Last week, after I presented at the Gartner MDM Summit on MDM and big data, one person asked me whether MDM was ready for big data (meaning, is it ready to store large volumes of any variety of data). MDM isn’t meant to be a big data system – it will never store all social media data, transactional data, etc. MDM is meant to be an operational, structured repository of key enterprise data entities – customers, households, products, locations, and many others. But there will be more and more use cases that require MDM to integrate with big data technologies. In order for MDM to work with big data systems, there are several requirements for each.
Let’s start with the requirements for MDM. An MDM system must be able to store social media profiles and relate them to customers (e.g., Facebook and twitter accounts stored on the master customer record). MDM must also be able to store profiles for any big data source that needs to be linked to a master record. Examples include: account IDs to link transactional big data to customer and account records, mobile device IDs to link mobile device data and real-time location data to a customer record, among others. The MDM system must also be able to store preferences for each big data source. Does a customer want you to analyze their tweets? Or their Facebook profile? MDM must track the customer’s preferences and consent for certain types of communication and interaction. MDM should relate many-to-many relationships between customers and profiles – for example, a household is related to a single social media profile on a photo-sharing website (one SM profile for many customers who belong to a household). This enables MDM to effectively feed a big data application with relevant master data and big data links.
MDM must also be able to store the output from big data analytics. Intent to purchase, next best action, customer churn alert flags, negative customer sentiment – these are all attributes that should be stored in MDM. Insights from big data should be available to multiple operational channels (for example, if you detect that a customer is angry with your company, then you want all channel personnel to know that fact, no matter which channel the customer interacts with). The MDM system should also have the capability to proactively detect events and send event notifications, triggering action in business applications and enterprise processes as necessary. MDM must be an active participant in big data analytics.

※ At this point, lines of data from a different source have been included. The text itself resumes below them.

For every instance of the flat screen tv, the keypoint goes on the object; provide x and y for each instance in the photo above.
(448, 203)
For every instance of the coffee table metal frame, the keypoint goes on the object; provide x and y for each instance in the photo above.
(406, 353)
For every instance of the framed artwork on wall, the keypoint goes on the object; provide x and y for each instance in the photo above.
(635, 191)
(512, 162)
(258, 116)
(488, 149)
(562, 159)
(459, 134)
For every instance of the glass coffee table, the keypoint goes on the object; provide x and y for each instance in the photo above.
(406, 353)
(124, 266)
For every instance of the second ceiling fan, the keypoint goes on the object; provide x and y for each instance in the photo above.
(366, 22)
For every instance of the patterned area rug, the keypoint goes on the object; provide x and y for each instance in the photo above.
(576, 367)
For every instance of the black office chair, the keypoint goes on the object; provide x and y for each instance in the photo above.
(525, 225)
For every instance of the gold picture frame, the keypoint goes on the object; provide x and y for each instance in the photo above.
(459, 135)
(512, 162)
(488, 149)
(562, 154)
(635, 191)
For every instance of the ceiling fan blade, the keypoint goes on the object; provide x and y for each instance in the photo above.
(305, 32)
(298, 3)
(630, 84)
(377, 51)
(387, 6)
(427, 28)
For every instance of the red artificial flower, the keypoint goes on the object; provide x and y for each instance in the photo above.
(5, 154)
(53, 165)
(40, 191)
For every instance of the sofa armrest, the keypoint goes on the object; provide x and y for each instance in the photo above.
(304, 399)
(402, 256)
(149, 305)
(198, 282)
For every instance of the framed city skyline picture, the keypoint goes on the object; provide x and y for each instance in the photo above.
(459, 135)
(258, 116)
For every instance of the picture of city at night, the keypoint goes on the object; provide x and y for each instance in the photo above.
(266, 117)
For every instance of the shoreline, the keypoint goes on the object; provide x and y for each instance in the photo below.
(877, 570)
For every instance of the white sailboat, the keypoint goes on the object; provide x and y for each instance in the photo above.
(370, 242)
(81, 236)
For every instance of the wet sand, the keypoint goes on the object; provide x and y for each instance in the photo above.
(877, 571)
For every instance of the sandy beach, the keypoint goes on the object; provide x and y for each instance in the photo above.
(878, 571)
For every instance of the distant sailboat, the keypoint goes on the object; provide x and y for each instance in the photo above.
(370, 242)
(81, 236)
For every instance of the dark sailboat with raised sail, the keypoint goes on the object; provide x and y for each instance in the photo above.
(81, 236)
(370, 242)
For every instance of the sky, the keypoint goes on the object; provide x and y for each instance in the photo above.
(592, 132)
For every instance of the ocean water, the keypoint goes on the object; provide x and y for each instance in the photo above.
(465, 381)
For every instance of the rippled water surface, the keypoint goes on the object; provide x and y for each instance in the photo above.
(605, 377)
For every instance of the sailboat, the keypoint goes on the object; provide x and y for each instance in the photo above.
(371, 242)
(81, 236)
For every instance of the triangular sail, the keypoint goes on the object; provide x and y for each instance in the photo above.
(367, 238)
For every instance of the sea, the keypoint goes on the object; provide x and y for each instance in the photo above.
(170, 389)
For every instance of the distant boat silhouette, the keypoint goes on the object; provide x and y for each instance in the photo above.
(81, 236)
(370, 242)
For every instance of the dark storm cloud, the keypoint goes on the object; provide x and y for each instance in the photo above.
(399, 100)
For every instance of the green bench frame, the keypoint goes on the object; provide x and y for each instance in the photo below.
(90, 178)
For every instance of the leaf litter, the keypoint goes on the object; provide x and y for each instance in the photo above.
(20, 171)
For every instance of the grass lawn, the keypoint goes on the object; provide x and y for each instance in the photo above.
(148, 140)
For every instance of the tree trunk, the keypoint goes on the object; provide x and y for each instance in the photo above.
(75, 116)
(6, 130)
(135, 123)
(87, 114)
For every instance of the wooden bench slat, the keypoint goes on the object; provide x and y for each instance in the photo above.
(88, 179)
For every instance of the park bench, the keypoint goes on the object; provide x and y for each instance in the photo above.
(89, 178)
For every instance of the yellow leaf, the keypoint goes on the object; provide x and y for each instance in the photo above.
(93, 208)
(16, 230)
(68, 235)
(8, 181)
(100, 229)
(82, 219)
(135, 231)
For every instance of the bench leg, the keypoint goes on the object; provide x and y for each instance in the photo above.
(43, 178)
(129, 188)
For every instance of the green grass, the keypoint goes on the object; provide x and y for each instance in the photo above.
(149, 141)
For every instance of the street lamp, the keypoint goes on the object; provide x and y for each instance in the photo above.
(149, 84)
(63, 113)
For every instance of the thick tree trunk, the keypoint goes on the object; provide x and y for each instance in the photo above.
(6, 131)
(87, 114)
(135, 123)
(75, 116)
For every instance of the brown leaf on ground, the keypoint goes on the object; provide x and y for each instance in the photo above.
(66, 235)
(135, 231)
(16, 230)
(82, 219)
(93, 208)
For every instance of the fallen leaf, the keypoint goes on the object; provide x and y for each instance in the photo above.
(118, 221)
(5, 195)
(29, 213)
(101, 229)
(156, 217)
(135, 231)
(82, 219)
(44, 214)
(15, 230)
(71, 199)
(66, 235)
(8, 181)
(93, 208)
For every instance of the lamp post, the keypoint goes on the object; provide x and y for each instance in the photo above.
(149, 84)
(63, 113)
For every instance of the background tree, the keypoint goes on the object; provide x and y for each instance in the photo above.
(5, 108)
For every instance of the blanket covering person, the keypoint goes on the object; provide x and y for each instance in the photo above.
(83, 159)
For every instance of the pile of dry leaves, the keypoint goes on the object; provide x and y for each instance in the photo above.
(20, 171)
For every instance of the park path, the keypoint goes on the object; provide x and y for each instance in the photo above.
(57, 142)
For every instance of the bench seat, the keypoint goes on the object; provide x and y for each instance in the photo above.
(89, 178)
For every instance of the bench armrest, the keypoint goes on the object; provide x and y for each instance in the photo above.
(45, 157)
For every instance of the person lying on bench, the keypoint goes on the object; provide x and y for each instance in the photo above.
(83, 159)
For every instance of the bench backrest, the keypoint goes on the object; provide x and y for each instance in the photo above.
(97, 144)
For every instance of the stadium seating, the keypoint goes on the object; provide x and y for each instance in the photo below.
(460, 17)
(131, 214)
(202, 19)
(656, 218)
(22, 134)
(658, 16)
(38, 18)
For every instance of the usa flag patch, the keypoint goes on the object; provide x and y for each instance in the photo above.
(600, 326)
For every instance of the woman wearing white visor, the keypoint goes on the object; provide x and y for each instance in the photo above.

There are implications for big data technology as well. The big data system must be able to interact with MDM. Whether persisting transactional data, or analyzing social media data, or analyzing streaming call detail data off a network – the big data system needs to understand the master view of customers and products. There’s no point in the big data system re-inventing the wheel and trying to determine unique records and identities. Therefore, big data applications need to be MDM-aware. They should obtain master data from MDM either in batch load or in real-time if necessary. This, of course, has a return implication for MDM – it must be capable of integration with big data systems via batch and possibly real-time SOA as required.
I’ve seen many use cases for MDM and Big Data working together – social media analytics to predict customer churn or intent to purchase, mobile network analytics to make real-time location-specific product offers, and multi-channel interaction analysis to predict and prevent customer churn. In future blog posts we’ll explore these use cases via customer scenarios.